Children’s Day peace souvenir certificate, 1919. Tauranga Heritage Collection.
On 11 November 1918, an agreement was signed to end the First World War. The war didn’t stop right away in some places, but many countries began to plan celebrations to mark the end of the war. In New Zealand, most towns or cities planned three days of celebration that included Soldiers’ Day, Thanksgiving Day, and Children’s Day. These peace celebrations were held in 1919 to enable returning soldiers to attend.
This certificate was given to children on Children’s Day in Masterton on Monday, 21 July 1919. Similar Children’s Day peace celebrations around New Zealand included a range of activities such as parades, speeches, singing of the national anthem “God Save the King”, and fireworks.

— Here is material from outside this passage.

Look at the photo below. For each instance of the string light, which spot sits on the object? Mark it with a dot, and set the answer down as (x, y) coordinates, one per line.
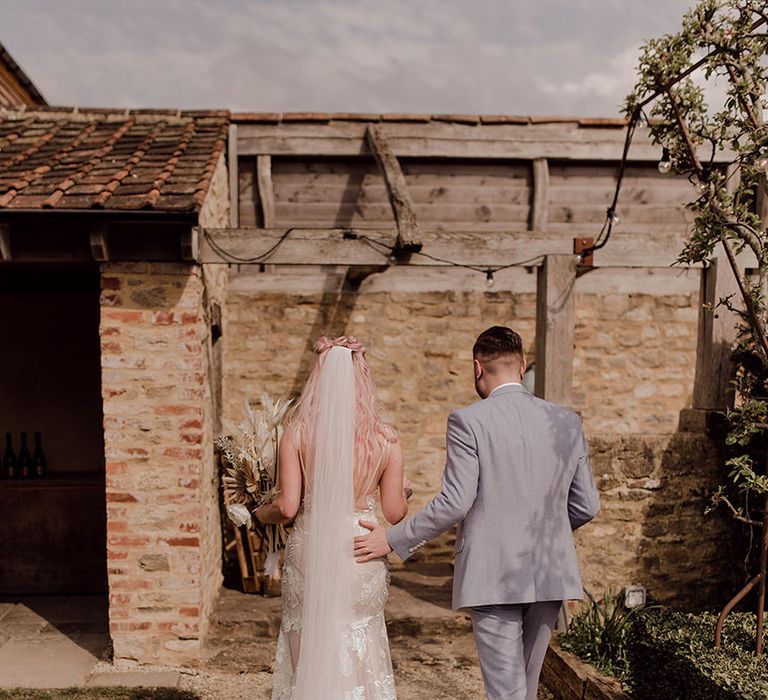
(665, 164)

The words on the certificate are those of a speech the King gave to proclaim peace. (A close-up view of the certificate is available as one of the “Supporting resources” links below.) By 1919, New Zealanders could see themselves as a unique part of the British Empire. They still felt part of it, but by learning more about the other cultures they had come in contact with during the war, the Kiwis understood they were different.
What can we observe?
What do we already know?
How might people view Children’s Day or the peace celebrations in different ways?
Possible discussion questions
Why do you think a children’s day was included as part of the peace celebrations?
What are some celebrations that we have in New Zealand? What do we do on those days that are special? How do our celebrations help us feel like Kiwis?
What are some celebrations that you have in your culture or in a group you belong to? What do you do on those days that are special for that culture or group? How do your celebrations help you feel part of your culture or group?
Do you have any special objects that remind you of special occasions? How do these objects make you feel?